Hard to tell, but there are people working on that.

Prop does many things at the same time.

For instance, for extraction you definitely want Acc to be erased

Also the current support for SProp is terrible (and I can personally testify)

is `SProp`

not erasable?

remember the good old 8.5 days when you would get random universe errors at Qed because of broken univpoly tactics? Basically that's where we're at with SProp.

`SProp`

is erasable indeed

and `SProp`

is not in MetaCoq yet, right? I was hoping to have erasure inside Coq.

hm, it's at least partially there

I don't know what you mean by "erasure inside Coq" but it's probably never going to satisfy you

erasure is not -- and never will be -- type-preserving in CIC

@Pierre-Marie Pédrot so don’t erase to CIC?

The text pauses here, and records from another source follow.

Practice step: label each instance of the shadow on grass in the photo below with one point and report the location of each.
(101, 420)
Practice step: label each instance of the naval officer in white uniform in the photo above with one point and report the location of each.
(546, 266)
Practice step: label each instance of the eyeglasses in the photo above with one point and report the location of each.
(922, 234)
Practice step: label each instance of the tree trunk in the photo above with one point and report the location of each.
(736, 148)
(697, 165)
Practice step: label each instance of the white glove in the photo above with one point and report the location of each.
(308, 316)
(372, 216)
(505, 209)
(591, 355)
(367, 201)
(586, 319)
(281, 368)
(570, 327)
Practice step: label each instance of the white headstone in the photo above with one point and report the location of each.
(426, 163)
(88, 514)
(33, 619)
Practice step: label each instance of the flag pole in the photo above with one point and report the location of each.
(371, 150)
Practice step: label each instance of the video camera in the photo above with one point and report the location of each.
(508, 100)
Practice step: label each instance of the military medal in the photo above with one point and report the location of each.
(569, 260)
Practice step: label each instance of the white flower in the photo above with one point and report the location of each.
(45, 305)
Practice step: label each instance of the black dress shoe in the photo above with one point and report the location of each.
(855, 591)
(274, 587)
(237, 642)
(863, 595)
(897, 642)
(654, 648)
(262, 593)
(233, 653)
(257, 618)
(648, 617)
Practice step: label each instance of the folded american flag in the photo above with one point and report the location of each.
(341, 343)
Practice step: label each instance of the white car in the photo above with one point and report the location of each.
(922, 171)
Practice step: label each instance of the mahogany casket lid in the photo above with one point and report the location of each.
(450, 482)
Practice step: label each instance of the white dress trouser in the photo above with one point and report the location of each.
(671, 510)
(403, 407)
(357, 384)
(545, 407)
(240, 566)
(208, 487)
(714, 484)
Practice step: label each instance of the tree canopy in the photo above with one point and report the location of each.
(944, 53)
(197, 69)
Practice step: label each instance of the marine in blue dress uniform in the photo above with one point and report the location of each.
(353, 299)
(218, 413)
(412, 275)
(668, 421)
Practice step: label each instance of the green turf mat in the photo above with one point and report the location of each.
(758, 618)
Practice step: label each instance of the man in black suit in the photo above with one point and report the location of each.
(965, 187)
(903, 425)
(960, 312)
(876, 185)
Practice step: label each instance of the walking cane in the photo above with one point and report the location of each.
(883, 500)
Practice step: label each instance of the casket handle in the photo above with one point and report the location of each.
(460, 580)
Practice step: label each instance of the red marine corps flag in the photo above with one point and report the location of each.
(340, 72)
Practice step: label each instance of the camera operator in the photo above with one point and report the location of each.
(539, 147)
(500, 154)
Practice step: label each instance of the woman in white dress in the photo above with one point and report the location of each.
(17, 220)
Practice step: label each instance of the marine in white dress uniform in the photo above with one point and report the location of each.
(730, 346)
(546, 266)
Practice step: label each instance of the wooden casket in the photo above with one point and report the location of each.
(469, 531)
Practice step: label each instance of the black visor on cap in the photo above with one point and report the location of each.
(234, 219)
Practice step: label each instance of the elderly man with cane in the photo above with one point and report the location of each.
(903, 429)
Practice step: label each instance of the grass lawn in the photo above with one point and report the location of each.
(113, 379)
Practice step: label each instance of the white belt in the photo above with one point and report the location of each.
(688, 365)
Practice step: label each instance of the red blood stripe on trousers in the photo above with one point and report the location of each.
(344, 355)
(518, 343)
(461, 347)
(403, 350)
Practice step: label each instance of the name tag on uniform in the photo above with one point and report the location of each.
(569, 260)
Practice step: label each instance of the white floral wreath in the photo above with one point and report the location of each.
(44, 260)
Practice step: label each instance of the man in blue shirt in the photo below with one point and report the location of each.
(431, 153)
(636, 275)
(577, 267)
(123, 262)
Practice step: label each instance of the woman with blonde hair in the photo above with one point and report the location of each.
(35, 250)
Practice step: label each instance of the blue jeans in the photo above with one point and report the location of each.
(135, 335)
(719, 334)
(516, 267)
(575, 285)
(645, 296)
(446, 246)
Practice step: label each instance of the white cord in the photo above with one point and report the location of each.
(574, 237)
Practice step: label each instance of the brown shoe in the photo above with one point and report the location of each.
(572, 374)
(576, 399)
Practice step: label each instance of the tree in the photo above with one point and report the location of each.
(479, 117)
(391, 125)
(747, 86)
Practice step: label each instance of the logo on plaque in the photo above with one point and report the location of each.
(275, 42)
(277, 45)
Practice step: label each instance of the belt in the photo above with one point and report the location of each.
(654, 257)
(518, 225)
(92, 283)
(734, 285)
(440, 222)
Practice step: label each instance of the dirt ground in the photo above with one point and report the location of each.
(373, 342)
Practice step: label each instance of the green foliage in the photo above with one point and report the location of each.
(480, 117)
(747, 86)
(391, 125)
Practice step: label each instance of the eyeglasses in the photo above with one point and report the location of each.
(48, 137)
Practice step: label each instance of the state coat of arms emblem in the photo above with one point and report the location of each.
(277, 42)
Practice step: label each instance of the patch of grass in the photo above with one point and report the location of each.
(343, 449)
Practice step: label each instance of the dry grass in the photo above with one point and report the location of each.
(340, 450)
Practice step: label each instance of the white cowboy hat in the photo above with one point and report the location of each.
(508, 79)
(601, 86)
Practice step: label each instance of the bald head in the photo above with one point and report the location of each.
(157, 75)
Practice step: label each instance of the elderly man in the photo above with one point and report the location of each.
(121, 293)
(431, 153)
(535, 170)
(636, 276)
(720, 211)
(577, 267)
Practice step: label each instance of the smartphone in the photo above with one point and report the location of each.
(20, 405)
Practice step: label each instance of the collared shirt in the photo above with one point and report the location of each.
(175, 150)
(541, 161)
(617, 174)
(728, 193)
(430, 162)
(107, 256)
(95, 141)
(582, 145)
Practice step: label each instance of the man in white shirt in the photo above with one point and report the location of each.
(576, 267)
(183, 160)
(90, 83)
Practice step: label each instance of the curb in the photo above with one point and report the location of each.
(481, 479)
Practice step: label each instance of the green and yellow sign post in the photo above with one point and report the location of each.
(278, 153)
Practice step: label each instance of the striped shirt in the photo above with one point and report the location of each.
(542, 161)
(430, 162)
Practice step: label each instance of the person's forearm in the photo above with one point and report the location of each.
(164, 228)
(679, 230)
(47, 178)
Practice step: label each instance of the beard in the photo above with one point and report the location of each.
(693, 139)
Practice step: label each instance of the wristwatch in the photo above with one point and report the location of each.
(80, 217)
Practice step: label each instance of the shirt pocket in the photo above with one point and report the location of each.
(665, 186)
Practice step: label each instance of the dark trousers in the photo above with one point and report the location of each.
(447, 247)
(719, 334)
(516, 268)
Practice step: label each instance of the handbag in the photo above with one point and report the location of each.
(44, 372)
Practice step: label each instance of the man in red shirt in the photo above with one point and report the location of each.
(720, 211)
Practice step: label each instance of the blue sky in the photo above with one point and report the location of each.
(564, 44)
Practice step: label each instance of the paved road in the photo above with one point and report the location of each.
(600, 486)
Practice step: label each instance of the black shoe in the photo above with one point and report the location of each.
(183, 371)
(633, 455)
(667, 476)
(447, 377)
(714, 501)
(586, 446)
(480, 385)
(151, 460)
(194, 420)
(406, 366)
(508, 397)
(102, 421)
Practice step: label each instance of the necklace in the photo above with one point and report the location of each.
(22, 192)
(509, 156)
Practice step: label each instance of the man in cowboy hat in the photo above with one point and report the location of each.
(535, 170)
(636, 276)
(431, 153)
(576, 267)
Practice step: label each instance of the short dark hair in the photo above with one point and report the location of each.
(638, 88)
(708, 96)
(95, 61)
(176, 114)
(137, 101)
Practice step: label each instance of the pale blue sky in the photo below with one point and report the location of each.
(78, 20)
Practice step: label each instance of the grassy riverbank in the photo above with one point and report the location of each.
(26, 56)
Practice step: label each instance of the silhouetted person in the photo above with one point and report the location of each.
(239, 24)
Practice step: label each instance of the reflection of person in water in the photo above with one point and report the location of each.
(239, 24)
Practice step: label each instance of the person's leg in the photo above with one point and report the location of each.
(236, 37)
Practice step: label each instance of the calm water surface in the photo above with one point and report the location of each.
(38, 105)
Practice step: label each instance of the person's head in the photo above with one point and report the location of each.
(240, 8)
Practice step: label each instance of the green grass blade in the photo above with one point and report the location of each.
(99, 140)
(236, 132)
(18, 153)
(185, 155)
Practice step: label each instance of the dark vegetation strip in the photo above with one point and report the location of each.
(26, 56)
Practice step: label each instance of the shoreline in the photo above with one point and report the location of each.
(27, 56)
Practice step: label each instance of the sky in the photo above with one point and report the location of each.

I meant something very operational, defining a sigma type and then just getting a function that has the computational part and a separate lemma that the function output has the property

so we’re talking of `Eval untyped_vm_compute in foo`

I guess?

well then this is not correct in general, you may write partial program translations for that but it will never be total

I know Lean does that, but it's utter nonsense

you can get real garbage, typically when going under inconsistent contexts

but if you want to do it externally you already have extraction

I am not sure what use case you have in mind, actually

thanks for reminding me I’m talking about _evaluation_ not normalization :-)

so, imagine `foo`

is a closed term of “ground” type — say `nat`

, but even a Coq/mathcomp Vector — and I want to get the concrete value.

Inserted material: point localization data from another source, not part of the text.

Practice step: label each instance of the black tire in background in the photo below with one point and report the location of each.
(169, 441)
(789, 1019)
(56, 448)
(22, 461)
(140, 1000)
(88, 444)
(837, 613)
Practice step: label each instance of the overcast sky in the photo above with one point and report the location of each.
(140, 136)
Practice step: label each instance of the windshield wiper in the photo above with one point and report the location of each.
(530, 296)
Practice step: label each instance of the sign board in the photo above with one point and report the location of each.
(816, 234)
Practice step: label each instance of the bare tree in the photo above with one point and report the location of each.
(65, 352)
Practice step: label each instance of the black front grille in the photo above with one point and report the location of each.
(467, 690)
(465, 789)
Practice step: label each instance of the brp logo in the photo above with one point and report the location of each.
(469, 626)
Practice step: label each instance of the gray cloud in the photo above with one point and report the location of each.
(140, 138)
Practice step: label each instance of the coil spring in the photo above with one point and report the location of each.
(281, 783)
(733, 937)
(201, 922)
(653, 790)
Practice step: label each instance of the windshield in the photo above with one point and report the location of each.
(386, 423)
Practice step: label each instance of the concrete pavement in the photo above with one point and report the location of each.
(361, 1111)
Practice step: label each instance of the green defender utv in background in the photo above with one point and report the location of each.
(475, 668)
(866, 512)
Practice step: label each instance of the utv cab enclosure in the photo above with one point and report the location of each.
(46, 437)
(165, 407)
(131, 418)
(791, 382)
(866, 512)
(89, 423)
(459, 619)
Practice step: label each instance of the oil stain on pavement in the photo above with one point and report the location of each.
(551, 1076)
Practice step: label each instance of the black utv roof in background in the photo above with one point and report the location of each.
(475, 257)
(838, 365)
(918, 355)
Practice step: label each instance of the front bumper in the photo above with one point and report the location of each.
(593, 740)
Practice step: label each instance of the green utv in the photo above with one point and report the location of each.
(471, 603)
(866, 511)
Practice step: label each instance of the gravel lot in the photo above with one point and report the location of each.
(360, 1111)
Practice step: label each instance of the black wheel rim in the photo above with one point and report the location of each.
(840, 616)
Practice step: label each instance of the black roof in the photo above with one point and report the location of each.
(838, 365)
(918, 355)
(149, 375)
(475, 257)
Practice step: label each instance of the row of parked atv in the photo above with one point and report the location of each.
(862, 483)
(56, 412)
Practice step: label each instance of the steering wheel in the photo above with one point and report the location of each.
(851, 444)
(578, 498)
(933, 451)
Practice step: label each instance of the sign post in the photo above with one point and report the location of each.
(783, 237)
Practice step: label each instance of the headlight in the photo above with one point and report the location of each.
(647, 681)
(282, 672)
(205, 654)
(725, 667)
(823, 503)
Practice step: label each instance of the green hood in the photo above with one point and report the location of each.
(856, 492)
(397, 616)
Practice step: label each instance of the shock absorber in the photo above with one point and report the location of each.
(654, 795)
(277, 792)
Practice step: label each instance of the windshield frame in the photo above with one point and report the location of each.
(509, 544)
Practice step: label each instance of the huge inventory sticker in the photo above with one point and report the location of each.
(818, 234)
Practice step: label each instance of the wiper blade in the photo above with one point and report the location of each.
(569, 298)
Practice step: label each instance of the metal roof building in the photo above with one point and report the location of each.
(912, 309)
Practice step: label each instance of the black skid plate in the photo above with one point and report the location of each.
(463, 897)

you mean head normalization? That's already problematic enough

what's this value for exactly?

I mean evaluation, as for OCaml. I’d be happy if this used extraction maybe, as long as it’s seamless.

I repeat: what do you need this value for?

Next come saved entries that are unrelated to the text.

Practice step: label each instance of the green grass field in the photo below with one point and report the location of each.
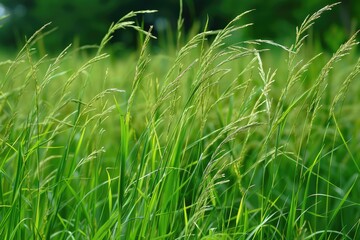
(210, 140)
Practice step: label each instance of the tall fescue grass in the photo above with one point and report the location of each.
(216, 140)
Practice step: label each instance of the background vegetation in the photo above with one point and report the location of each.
(273, 19)
(212, 137)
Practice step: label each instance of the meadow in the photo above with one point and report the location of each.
(209, 139)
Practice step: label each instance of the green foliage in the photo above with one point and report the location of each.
(211, 140)
(87, 21)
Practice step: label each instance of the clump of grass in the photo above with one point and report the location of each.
(216, 143)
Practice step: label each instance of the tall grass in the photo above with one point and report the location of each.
(213, 141)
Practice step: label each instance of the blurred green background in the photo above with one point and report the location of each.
(86, 21)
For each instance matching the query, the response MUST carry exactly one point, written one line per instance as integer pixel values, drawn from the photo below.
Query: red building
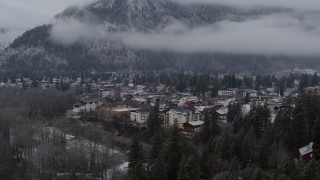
(306, 152)
(192, 126)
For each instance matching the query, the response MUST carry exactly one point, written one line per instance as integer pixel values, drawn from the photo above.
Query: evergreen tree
(299, 128)
(287, 167)
(311, 170)
(135, 155)
(190, 170)
(154, 123)
(248, 147)
(157, 145)
(159, 171)
(316, 139)
(173, 153)
(139, 172)
(263, 150)
(259, 119)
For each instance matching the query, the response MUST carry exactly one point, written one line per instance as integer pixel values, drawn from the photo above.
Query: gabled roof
(185, 110)
(222, 111)
(306, 149)
(196, 123)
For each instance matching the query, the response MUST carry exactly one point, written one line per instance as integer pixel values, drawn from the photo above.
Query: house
(140, 116)
(227, 93)
(119, 108)
(183, 115)
(85, 105)
(306, 152)
(222, 114)
(192, 126)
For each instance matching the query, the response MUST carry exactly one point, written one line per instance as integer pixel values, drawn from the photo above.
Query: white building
(82, 106)
(183, 115)
(227, 93)
(140, 116)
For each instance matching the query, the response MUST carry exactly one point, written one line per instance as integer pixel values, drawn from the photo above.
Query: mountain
(36, 52)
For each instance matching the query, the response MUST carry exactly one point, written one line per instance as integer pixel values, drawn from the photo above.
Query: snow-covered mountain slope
(82, 40)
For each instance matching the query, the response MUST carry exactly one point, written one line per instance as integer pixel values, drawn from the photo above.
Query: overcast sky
(290, 33)
(17, 16)
(292, 4)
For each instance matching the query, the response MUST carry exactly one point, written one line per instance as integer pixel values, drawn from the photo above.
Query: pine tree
(299, 128)
(248, 146)
(234, 165)
(206, 131)
(190, 170)
(311, 171)
(135, 155)
(173, 153)
(139, 172)
(316, 139)
(154, 123)
(159, 171)
(157, 145)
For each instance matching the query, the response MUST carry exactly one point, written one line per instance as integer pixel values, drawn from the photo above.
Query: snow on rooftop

just printing on the toplevel?

Yes

well, then probably you could hack something with the extraction or so

but then the problem still holds that this value is essentially unrelated to the original term if you happened to erase anything there

to be clear, the example use-case is that I wrote a program in Coq and I want to test it on a concrete input to look at the result :-)

OK, so this is UI problem, not a kernel one

we could even peek into Qed proofs for this evaluator

yep! I never talked about the kernel… and I wonder if this is _one_ of the things that Lean does

the only _other_ thing I can imagine (again, purely UX-level) is asserting the result coincides with some other value… `Eval untyped_vm_compute (or whatever) in (foo =? expected) =? true.`

as long as the command has hardcoded support for comparing booleans, it’s good.

what if the program uses an axiom?

and peeking into Qed or such would be nice if I wanted to look through locked terms.

well, the semantics I’d hope for are (untyped/weakly typed) extraction + execution: the axiom would extract as `throw “not_implemented”`

or such?

I hope this means that axioms/Qed on `Acc`

/`eq`

aren’t a problem

well not always, but a sensible variant

hm, but then if you just had unfolding of Qed + clever evaluation of singleton eliminations, you'd also get what you want, am I wrong?

`Axiom nope : bool = nat`

probably wouldn’t work, but an axiom/admitted proof in the size of a vector should probably be erased first?

(assuming you only care about Prop erasure)

obviously this would be incompatible with any fancy axiom like univalence but well you can't have it both ways

depends on “clever evaluation” and details are tricky, but “extraction to realizers” should be the right spec…

I agree the answer is (likely) yes if you’re willing to do the Lean thing here

IMHO, if people want to replace `n: a = b`

by `refl`

automatically, they’re probably talking of CBV evaluation of realizers, even if they might not know any of those words.